Asia meridionale. Un mese fa in Bangladesh si è insediato il governo tecnico di Mohammad Yunus (qui per il contesto): il Nikkei spiega quali sono le tante sfide che si prospettano per il paese. Dal 20 al 22 agosto Cina e Bhutan si sono parlate per cercare di fare progressi nella risoluzione delle dispute di confine (qui un resoconto). In Pakistan è stato arrestato l’ex capo dell’intelligence Faiz Hameed, e non è una buona notizia per l’ex premier Imran Khan. Il 25 agosto ci sono stati poi una serie di attacchi terroristici in Balochistan, che hanno ucciso più di 74 persone: Al Jazeera e Deutsche Welle provano a spiegare cosa è successo. Intanto il governo pakistano sta cercando di controllare internet seguendo il modello cinese. Un articolo del Nikkei per comprendere le elezioni presidenziali in Sri Lanka, che si terranno il prossimo 21 settembre.

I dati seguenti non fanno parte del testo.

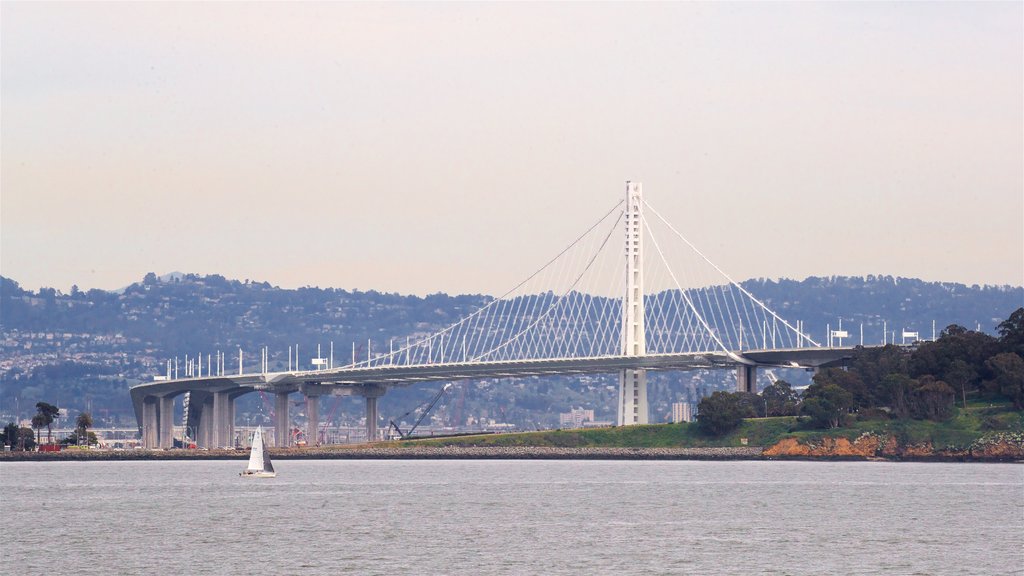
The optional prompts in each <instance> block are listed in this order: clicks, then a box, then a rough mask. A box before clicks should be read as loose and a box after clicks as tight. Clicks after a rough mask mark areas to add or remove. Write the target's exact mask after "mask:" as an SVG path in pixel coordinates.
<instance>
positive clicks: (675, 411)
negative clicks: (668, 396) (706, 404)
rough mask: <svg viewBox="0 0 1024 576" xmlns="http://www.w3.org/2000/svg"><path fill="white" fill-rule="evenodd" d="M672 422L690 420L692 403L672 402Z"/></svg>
mask: <svg viewBox="0 0 1024 576" xmlns="http://www.w3.org/2000/svg"><path fill="white" fill-rule="evenodd" d="M672 421H673V422H692V421H693V405H692V404H690V403H689V402H674V403H673V404H672Z"/></svg>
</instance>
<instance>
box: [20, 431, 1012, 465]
mask: <svg viewBox="0 0 1024 576" xmlns="http://www.w3.org/2000/svg"><path fill="white" fill-rule="evenodd" d="M269 452H270V456H271V457H272V458H273V459H274V460H296V459H310V460H317V459H319V460H329V459H353V460H354V459H362V460H368V459H379V460H397V459H406V460H417V459H421V460H425V459H456V460H458V459H463V460H487V459H490V460H495V459H505V460H774V459H791V460H792V459H797V460H891V461H936V462H949V461H959V462H1024V435H1021V434H1019V433H996V434H989V435H985V436H984V437H982V438H979V439H978V440H976V441H975V442H974V443H972V444H971V445H970V446H966V447H963V448H936V447H935V446H933V445H932V444H930V443H922V444H904V443H901V442H899V441H898V440H897V439H896V438H895V437H894V436H892V435H880V434H873V433H864V434H863V435H861V436H860V437H859V438H856V439H854V440H852V441H851V440H847V439H845V438H820V439H817V440H809V439H803V440H798V439H795V438H787V439H783V440H781V441H779V442H778V443H776V444H773V445H771V446H768V447H760V446H740V447H717V448H556V447H528V446H516V447H510V446H503V447H480V446H423V445H416V444H408V443H385V444H378V445H373V446H371V445H365V444H364V445H357V446H324V447H313V448H287V449H270V450H269ZM248 457H249V452H248V451H247V450H65V451H61V452H0V462H5V461H6V462H11V461H91V460H206V459H217V460H223V459H238V460H241V459H245V458H248Z"/></svg>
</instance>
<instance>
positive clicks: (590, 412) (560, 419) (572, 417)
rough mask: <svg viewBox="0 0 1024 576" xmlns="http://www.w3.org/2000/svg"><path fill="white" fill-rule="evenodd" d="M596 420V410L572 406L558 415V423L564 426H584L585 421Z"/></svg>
mask: <svg viewBox="0 0 1024 576" xmlns="http://www.w3.org/2000/svg"><path fill="white" fill-rule="evenodd" d="M593 421H594V411H593V410H584V409H583V408H572V409H570V410H569V411H568V412H563V413H561V414H559V415H558V425H559V426H561V427H563V428H582V427H583V425H584V422H593Z"/></svg>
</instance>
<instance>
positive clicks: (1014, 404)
mask: <svg viewBox="0 0 1024 576" xmlns="http://www.w3.org/2000/svg"><path fill="white" fill-rule="evenodd" d="M985 367H986V368H987V369H988V371H989V373H990V374H991V375H992V380H991V384H989V386H988V387H990V388H991V389H993V390H997V392H998V394H1000V395H1002V396H1005V397H1007V398H1009V399H1010V400H1011V401H1012V402H1013V403H1014V408H1015V409H1017V410H1024V359H1021V357H1020V356H1018V355H1016V354H1014V353H1012V352H1006V353H1002V354H997V355H995V356H993V357H992V358H989V359H988V360H986V361H985Z"/></svg>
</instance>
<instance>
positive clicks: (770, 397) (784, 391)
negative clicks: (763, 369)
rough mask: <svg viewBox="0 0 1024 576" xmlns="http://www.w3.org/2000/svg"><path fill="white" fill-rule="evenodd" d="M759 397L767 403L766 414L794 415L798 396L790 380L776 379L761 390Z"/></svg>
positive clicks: (795, 412) (795, 410)
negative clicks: (763, 388)
mask: <svg viewBox="0 0 1024 576" xmlns="http://www.w3.org/2000/svg"><path fill="white" fill-rule="evenodd" d="M761 399H762V400H763V401H764V402H765V404H766V405H767V415H768V416H796V415H797V412H798V406H799V404H800V397H799V396H798V395H797V393H796V392H794V389H793V387H791V386H790V382H786V381H785V380H778V381H776V382H775V383H773V384H772V385H770V386H768V387H766V388H765V389H764V390H762V392H761Z"/></svg>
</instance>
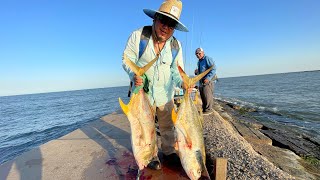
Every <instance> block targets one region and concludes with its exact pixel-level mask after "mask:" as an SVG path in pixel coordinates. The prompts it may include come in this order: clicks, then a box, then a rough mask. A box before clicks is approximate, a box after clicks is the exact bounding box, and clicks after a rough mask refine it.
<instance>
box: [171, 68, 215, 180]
mask: <svg viewBox="0 0 320 180" xmlns="http://www.w3.org/2000/svg"><path fill="white" fill-rule="evenodd" d="M178 68H179V73H180V75H181V77H182V79H183V82H184V83H185V84H187V87H188V88H190V87H192V86H193V85H194V84H195V83H196V82H197V81H199V80H200V79H201V78H202V77H204V76H205V75H206V74H207V73H208V72H209V71H210V70H211V69H212V68H213V66H212V67H211V68H209V69H208V70H206V71H205V72H203V73H201V74H199V75H198V76H196V77H194V78H189V77H188V75H187V74H186V73H185V72H184V71H183V70H182V68H181V67H180V66H179V67H178ZM200 113H201V114H200ZM200 113H199V112H198V109H197V107H196V106H195V105H194V103H193V101H192V100H191V98H190V95H189V93H185V95H184V97H183V101H182V103H181V104H180V106H179V109H178V112H177V113H176V112H175V111H174V109H173V110H172V120H173V123H174V126H175V129H176V135H177V141H176V146H175V148H176V150H177V152H178V155H179V157H180V160H181V164H182V167H183V169H184V170H185V172H186V173H187V175H188V177H189V178H190V179H199V178H200V177H201V176H203V177H207V178H208V179H210V177H209V174H208V171H207V168H206V166H205V162H206V153H205V147H204V139H203V116H202V112H200Z"/></svg>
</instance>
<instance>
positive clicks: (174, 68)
mask: <svg viewBox="0 0 320 180" xmlns="http://www.w3.org/2000/svg"><path fill="white" fill-rule="evenodd" d="M178 43H179V51H178V54H177V56H176V59H174V62H175V63H173V64H172V67H171V72H172V78H173V82H174V83H175V85H176V86H177V87H181V86H182V78H181V76H180V73H179V70H178V66H180V67H181V68H182V69H183V70H184V63H183V56H182V47H181V44H180V42H179V41H178Z"/></svg>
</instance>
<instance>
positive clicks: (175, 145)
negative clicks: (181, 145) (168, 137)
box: [174, 141, 179, 152]
mask: <svg viewBox="0 0 320 180" xmlns="http://www.w3.org/2000/svg"><path fill="white" fill-rule="evenodd" d="M174 149H175V150H176V151H177V152H178V151H179V145H178V141H176V142H175V143H174Z"/></svg>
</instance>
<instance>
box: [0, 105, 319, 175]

Asia centrale. Sono passati tre anni dal ritorno al potere dei talebani in Afghanistan: tre anni di sofferenze per tutta la società civile, e in particolare per le donne. Il 6 ottobre in Kazakistan si terrà un referendum per decidere se costruire impianti nucleari nel paese.

Pacifico. Il 14 e 19 agosto si è votato a Kiribati: qui i risultati delle elezioni. Dal 26 al 30 agosto si è poi tenuto il Forum dei leader delle isole del Pacifico (PIF), con al centro le iniziative per il contrasto al cambiamento climatico (e una questione che ha fatto arrabbiare la Cina: c’entra Taiwan). Il 20 agosto il presidente cinese Xi Jinping aveva invece incontrato il primo ministro delle Fiji, Sitiveni Rabuka, in visita nel paese (qui i dettagli). Australia e Giappone rafforzeranno la propria cooperazione nel settore della difesa, con esercitazioni congiunte sia navali che aeree.

Visite importanti. Il 3 settembre il presidente russo Vladimir Putin ha visitato la Mongolia senza essere arrestato: le autorità mongole hanno ignorato il mandato di cattura della Corte Penale Internazionale. Nei vari incontri si è discusso di energia, soprattutto: delle relazioni tra la Mongolia e i suoi grandi vicini ne hanno parlato qui a Radio Radicale. Sempre il 3 settembre Papa Francesco ha iniziato il suo viaggio di 12 giorni nel Sud-Est asiatico, con tappe in Indonesia (dove è stato accolto con sorprendente entusiasmo), Papua Nuova Guinea, Timor-Leste e Singapore.